Smoking in pregnancy damages developing arteries
Women who smoke during pregnancy may cause permanent damage to their child’s blood vessels that can be detected in young adulthood and which may increase the child’s risk of cardiovascular disease, suggests research reported today at an American Heart Association meeting in Orlando.
“Women need to stop smoking, especially in pregnancy, not only for their own health, but for their unborn child,” study leader Dr. Cuno S. Uiterwaal of University Medical Center Utrecht in the Netherlands said in an AHA statement.
There is growing interest in the “early life origins of chronic disease in later life,” fueled in part by the finding that low birth weight is associated with a higher rate of cardiovascular disease, Uiterwaal told Reuters Health.
Because exposure to tobacco smoke in pregnancy is one of the important factors leading to low birth weight, the Dutch researchers attempted to find out if smoking during pregnancy also leads to higher risk of cardiovascular disease.
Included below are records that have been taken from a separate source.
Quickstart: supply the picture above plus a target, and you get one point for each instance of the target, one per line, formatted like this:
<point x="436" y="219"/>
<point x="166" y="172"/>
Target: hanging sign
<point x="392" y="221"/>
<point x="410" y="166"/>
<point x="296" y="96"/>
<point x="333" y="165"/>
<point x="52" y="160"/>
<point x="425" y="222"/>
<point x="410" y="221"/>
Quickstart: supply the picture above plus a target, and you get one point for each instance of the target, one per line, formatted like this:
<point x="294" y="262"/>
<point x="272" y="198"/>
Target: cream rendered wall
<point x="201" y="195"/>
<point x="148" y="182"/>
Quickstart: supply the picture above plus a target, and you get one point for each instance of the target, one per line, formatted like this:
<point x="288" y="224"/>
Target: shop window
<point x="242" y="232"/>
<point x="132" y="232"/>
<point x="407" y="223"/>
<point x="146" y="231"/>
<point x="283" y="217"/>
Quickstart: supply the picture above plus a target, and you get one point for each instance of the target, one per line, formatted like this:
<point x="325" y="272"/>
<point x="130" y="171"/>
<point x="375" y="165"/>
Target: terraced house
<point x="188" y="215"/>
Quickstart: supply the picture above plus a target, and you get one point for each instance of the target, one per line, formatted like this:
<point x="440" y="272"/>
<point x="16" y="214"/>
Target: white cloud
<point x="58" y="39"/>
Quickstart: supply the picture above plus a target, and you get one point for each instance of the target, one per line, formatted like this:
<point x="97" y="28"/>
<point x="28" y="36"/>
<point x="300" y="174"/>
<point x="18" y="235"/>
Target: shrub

In review of the medical files of 732 people born between 1970 and 1973 who had their vascular health checked in between 1999 and 2000, the researchers found that adult children of the 215 mothers who smoked during pregnancy had much thicker walls of the two major arteries in the neck, the carotid arteries, than did adult children of mothers who did not smoke while pregnant.
Increased thickness of the carotid arteries signals increased risk for cardiovascular disease, including stroke.
If both parents smoked during pregnancy, the children, as young adults, had thicker carotid arteries than their counterparts with either one smoking parent or tobacco-free parents.
“Our findings suggest that both smoking by mothers themselves in pregnancy and exposure to passive smoking are important,” Uiterwaal said in a statement. “More exposure leads to more vascular damage in the offspring.”
The positive associations found in the study were “seemingly independent of other risk factors for cardiovascular disease, including current smoking of the parents or the young adults themselves,” Uiterwaal noted.
It’s possible, Uiterwaal said that chemicals in tobacco smoke travel through the placenta and directly damage the heart and vascular system of the developing fetus. “The damage appears to be permanent.”